Title: High-Performance Intrusion Detection System using Deep Learning in Packet and Flow-Based Networks

Issue Number: Vol. 10, No. 2
Year of Publication: Jun - 2021
Page Numbers: 55-66
Authors: Kaniz Farhana, Maqsudur Rahman, Muhammad Anwarul Azim, Md. Tofael Ahmed
Journal Name: International Journal of Cyber-Security and Digital Forensics (IJCSDF)
- Hong Kong


The information revolution, extensive cloud computing, and enormous network traffic have made the security of systems from threats and attack more crucial. Continuous monitoring of the system and network from malicious incidents and vulnerabilities has a great role in the prevention of software and hardware resources. Intrusion Detection System has become a significant aspect of the security of the Internet and intranet where the pattern of data on networks constantly changes with time and new attacks. Many types of researches are concentrating on Deep Learning (DL) methods that provide effective solutions with great accuracy and performance for applying to big data related to security and privacy of network and system automation.

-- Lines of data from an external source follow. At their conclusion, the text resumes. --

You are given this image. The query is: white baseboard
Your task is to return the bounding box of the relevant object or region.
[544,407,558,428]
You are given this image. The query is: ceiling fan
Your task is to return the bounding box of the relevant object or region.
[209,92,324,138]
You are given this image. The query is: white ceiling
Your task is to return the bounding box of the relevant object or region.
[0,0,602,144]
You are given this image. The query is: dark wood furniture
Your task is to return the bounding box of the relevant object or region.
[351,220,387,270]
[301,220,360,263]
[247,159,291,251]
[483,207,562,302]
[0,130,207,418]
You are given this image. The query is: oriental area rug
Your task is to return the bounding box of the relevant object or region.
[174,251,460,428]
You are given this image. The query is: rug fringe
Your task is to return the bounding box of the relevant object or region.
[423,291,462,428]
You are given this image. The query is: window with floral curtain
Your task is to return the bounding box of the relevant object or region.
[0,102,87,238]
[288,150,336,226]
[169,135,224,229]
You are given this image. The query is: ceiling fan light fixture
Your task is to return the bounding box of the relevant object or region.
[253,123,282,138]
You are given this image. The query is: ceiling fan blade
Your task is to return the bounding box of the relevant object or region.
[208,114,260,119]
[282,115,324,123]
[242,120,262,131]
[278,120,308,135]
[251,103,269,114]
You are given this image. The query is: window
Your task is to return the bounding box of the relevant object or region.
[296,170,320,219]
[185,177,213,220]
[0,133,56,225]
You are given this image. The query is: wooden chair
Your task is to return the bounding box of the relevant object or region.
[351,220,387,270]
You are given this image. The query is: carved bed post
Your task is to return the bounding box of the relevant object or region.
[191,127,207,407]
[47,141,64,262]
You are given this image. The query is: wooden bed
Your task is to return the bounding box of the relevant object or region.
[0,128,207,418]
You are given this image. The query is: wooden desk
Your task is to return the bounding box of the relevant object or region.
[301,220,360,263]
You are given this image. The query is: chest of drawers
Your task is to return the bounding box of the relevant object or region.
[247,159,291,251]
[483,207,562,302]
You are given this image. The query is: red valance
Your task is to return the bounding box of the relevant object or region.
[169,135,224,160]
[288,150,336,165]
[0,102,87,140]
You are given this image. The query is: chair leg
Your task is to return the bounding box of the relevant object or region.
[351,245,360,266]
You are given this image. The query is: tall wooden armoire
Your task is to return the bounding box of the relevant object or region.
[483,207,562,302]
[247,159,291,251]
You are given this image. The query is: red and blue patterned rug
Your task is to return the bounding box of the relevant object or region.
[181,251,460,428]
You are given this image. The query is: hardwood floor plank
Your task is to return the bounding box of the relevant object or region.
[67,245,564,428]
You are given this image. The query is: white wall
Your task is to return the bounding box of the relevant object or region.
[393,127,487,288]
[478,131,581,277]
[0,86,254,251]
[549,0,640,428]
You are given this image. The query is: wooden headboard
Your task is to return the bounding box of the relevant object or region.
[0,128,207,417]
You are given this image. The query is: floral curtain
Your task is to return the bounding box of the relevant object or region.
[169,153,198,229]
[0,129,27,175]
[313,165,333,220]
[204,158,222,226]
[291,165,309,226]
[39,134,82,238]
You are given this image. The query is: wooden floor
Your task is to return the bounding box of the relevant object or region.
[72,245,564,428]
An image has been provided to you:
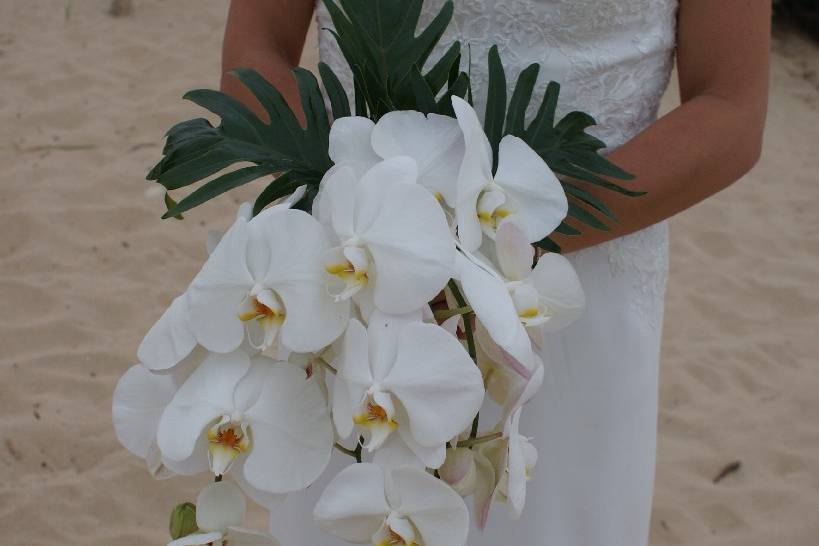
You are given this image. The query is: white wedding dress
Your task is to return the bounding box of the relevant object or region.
[271,0,677,546]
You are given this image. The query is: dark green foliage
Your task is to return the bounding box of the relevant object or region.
[484,61,642,251]
[148,63,336,218]
[148,0,640,232]
[483,46,506,172]
[324,0,460,120]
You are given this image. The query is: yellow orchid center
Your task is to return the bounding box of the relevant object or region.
[477,184,513,236]
[375,527,420,546]
[353,402,398,430]
[208,419,250,476]
[324,244,370,301]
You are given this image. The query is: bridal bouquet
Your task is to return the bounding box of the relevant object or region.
[113,0,632,546]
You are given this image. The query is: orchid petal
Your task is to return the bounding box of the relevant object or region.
[452,96,492,250]
[530,252,586,332]
[244,357,333,493]
[111,365,176,459]
[319,163,359,240]
[372,111,464,206]
[393,416,446,468]
[157,351,250,461]
[391,467,469,546]
[137,294,196,370]
[313,463,390,544]
[168,532,224,546]
[250,209,350,352]
[495,135,569,243]
[383,322,484,447]
[495,220,535,281]
[328,116,381,164]
[373,428,427,469]
[356,172,455,314]
[367,309,422,382]
[188,218,253,353]
[225,527,281,546]
[230,453,287,510]
[333,319,372,438]
[473,450,497,530]
[456,253,534,369]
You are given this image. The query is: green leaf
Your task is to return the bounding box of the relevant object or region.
[535,237,561,254]
[436,72,469,118]
[162,165,276,218]
[253,171,302,216]
[555,222,580,235]
[562,180,617,222]
[319,63,350,119]
[504,63,540,137]
[293,67,332,172]
[483,46,506,172]
[148,68,334,218]
[425,42,461,95]
[412,68,438,114]
[324,0,457,120]
[568,201,609,231]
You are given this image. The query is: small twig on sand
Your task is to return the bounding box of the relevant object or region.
[108,0,134,17]
[712,461,742,483]
[12,144,97,153]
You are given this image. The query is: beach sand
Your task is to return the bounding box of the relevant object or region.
[0,0,819,546]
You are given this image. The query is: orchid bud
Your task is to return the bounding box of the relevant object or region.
[170,502,199,540]
[438,447,478,497]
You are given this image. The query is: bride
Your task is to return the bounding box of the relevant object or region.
[222,0,770,546]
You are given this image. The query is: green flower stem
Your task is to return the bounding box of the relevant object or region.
[447,279,481,439]
[433,305,472,320]
[333,442,359,460]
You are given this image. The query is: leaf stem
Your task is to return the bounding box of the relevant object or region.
[433,305,472,320]
[447,279,481,439]
[333,442,358,459]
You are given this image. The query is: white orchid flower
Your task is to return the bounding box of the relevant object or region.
[328,116,382,176]
[495,221,586,339]
[333,312,484,468]
[188,207,349,353]
[157,351,333,492]
[313,463,469,546]
[452,96,568,251]
[317,157,455,317]
[111,349,206,477]
[455,246,540,374]
[472,407,537,529]
[137,203,256,371]
[372,110,464,207]
[168,482,279,546]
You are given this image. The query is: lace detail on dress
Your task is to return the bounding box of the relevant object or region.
[317,0,677,327]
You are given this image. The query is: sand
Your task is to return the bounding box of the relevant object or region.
[0,0,819,546]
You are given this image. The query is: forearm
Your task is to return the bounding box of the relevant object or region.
[555,0,771,251]
[221,48,304,123]
[221,0,313,122]
[554,94,764,252]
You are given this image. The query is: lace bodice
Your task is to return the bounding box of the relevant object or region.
[317,0,677,322]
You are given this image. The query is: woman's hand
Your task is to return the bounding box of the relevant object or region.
[221,0,314,123]
[553,0,771,252]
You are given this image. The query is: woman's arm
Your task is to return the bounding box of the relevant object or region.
[554,0,771,252]
[222,0,314,122]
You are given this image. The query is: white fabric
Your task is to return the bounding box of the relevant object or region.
[271,0,677,546]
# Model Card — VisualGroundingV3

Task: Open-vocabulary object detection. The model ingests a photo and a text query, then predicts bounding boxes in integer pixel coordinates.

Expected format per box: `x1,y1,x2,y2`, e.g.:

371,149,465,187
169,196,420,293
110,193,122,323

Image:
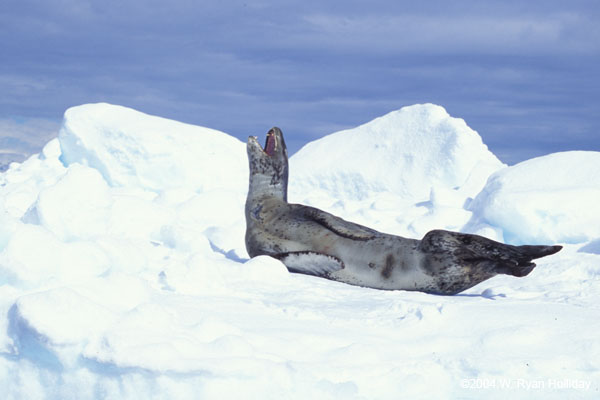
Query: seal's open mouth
265,130,275,156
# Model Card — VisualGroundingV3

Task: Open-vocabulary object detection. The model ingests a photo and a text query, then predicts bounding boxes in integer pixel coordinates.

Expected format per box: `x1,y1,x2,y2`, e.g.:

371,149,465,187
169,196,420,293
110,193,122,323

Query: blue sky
0,0,600,164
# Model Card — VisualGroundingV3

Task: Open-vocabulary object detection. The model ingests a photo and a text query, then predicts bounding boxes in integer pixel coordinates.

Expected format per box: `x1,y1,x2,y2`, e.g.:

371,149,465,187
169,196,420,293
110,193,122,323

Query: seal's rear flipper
498,245,562,277
274,251,344,276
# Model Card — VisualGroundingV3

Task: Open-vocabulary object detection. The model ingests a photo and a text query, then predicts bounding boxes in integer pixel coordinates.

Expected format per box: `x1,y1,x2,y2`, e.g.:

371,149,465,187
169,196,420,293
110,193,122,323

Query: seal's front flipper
290,204,379,240
274,251,344,277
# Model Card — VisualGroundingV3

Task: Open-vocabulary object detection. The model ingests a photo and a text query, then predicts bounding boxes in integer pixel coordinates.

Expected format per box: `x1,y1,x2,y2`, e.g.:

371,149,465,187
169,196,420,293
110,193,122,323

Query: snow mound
290,104,504,202
0,104,600,400
470,151,600,244
59,104,248,191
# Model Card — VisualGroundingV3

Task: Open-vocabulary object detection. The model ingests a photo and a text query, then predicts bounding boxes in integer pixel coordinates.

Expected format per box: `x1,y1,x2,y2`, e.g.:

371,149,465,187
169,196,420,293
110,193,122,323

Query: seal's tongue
265,132,275,156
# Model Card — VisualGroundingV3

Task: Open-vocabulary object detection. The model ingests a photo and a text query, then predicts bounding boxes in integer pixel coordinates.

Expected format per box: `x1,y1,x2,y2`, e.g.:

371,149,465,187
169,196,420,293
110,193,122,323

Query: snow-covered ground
0,104,600,399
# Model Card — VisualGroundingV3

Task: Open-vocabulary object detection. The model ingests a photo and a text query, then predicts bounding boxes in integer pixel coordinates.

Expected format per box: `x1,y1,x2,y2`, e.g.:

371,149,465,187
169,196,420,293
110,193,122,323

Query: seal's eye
265,131,275,156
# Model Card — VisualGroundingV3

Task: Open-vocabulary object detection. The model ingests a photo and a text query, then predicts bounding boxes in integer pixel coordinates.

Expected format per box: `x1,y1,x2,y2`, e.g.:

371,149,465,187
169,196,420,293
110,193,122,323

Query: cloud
305,13,600,55
0,0,600,164
0,118,60,160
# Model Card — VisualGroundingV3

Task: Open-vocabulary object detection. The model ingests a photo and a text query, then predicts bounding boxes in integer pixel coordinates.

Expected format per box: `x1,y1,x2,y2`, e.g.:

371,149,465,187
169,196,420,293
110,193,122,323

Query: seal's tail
488,243,562,277
420,230,562,277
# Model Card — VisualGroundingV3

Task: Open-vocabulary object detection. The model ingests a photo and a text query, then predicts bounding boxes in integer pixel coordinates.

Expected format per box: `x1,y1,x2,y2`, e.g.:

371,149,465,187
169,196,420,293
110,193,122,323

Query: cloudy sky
0,0,600,164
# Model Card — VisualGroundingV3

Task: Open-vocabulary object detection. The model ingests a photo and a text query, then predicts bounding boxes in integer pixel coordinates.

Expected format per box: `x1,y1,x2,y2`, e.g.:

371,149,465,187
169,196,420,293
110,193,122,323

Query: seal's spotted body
246,128,561,294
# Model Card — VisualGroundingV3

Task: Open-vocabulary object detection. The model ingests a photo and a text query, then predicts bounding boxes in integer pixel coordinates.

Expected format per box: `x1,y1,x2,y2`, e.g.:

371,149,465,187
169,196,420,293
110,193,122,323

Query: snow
0,104,600,399
470,151,600,244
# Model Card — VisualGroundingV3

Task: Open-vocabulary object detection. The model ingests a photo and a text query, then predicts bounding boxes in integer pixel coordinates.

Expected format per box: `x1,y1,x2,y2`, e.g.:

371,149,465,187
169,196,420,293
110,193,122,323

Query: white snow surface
0,104,600,399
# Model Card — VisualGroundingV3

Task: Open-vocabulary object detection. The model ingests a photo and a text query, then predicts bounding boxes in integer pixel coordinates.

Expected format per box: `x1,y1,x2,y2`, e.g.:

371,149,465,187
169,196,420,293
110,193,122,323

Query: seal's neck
248,171,287,202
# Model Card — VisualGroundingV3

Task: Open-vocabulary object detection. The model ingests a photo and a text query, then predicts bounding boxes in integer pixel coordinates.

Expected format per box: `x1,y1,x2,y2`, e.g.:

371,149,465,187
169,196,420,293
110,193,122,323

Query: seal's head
247,127,288,201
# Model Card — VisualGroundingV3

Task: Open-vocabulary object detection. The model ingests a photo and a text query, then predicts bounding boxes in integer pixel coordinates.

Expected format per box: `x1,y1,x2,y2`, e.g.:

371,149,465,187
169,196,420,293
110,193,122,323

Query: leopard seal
245,127,562,295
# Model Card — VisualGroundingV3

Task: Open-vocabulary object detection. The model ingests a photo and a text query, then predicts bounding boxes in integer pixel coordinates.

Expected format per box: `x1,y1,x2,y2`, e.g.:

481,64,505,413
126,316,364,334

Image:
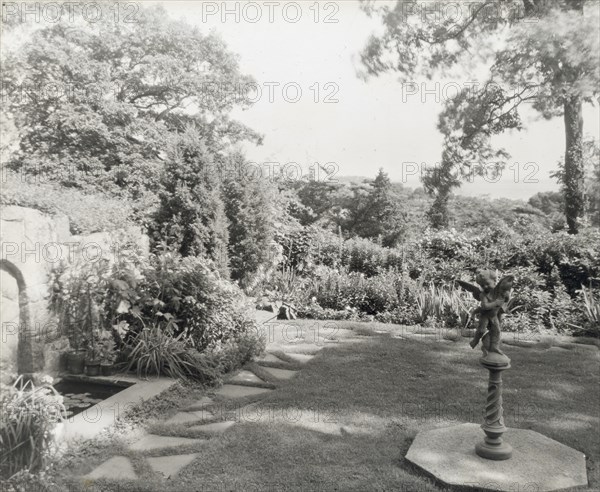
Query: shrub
0,376,66,478
580,285,600,337
140,252,255,350
127,323,193,378
415,282,475,328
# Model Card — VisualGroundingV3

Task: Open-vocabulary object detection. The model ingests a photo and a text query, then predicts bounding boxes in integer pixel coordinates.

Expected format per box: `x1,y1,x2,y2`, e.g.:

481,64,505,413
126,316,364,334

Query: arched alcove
0,259,37,374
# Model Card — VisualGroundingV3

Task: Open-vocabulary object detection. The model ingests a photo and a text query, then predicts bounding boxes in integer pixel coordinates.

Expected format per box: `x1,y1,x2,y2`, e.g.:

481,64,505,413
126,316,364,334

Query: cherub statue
456,270,514,357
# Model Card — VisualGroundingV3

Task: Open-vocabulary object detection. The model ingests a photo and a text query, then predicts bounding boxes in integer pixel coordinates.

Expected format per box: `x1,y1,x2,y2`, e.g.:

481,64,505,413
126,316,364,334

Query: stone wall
0,206,148,381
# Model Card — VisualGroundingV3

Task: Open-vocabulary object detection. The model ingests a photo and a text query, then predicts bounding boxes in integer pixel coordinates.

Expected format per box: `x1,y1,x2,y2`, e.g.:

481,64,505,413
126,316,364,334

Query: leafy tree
150,127,228,274
527,191,565,215
551,138,600,227
346,169,405,246
362,0,600,233
2,4,258,198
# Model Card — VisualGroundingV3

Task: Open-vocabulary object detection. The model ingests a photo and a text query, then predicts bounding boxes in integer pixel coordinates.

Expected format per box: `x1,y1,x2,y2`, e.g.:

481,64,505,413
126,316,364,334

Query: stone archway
0,259,39,374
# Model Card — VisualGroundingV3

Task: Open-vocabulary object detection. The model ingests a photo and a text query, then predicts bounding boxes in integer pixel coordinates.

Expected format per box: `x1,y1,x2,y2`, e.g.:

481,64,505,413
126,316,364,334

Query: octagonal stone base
406,424,587,492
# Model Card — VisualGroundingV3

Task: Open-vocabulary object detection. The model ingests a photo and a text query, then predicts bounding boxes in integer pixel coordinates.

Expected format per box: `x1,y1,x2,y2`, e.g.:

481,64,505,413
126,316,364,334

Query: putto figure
456,270,514,357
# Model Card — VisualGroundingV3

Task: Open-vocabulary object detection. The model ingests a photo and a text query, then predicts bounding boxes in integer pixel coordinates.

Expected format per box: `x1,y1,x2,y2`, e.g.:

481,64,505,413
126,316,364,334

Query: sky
8,0,600,199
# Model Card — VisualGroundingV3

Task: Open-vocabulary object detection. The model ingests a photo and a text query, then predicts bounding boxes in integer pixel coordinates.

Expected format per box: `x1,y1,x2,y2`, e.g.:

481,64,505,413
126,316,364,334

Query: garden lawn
54,321,600,492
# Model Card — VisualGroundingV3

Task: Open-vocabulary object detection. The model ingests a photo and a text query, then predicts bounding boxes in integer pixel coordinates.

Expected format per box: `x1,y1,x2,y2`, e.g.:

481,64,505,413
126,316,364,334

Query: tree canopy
362,0,600,232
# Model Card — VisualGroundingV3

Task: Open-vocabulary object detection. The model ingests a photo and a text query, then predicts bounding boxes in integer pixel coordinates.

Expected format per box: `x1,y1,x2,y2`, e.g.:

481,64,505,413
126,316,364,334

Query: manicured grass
52,321,600,492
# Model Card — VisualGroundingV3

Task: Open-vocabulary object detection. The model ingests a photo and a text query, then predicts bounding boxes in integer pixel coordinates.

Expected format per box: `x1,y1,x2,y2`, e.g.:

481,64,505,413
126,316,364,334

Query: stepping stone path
285,353,314,364
264,367,298,379
81,314,322,486
148,454,198,478
165,410,215,424
228,371,264,383
83,456,137,481
129,434,202,451
190,420,235,434
215,380,273,399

In this paper, we investigated the performance of various DL techniques, Deep Neural Network, Convolutional Neural Network, Recurrent Neural Network (RNN), Long Short-Term Memory (LSTM), and Gated Recurrent Unit that is trained, validated, and tested using the CICIDS2017 dataset with some additional metadata that contained various fields including packet and flow-based network traffic. Then we proposed a Hybrid Bidirectional-RNN-LSTM model for multi-class and binary classification in the Keras and TensorFlow DL environments. With the selected important features, the experimental result of our proposed method produced more than 99% accuracy for both binary and multi-class classification which is higher compared to existing researches. Evaluation metrics such as confusion matrix, precision, recall, f1-score, and Receiver Operating Characteristics showed good results. These outcomes adduce that DL techniques have higher effectiveness for detecting intrusion in the packet and flow-based networks.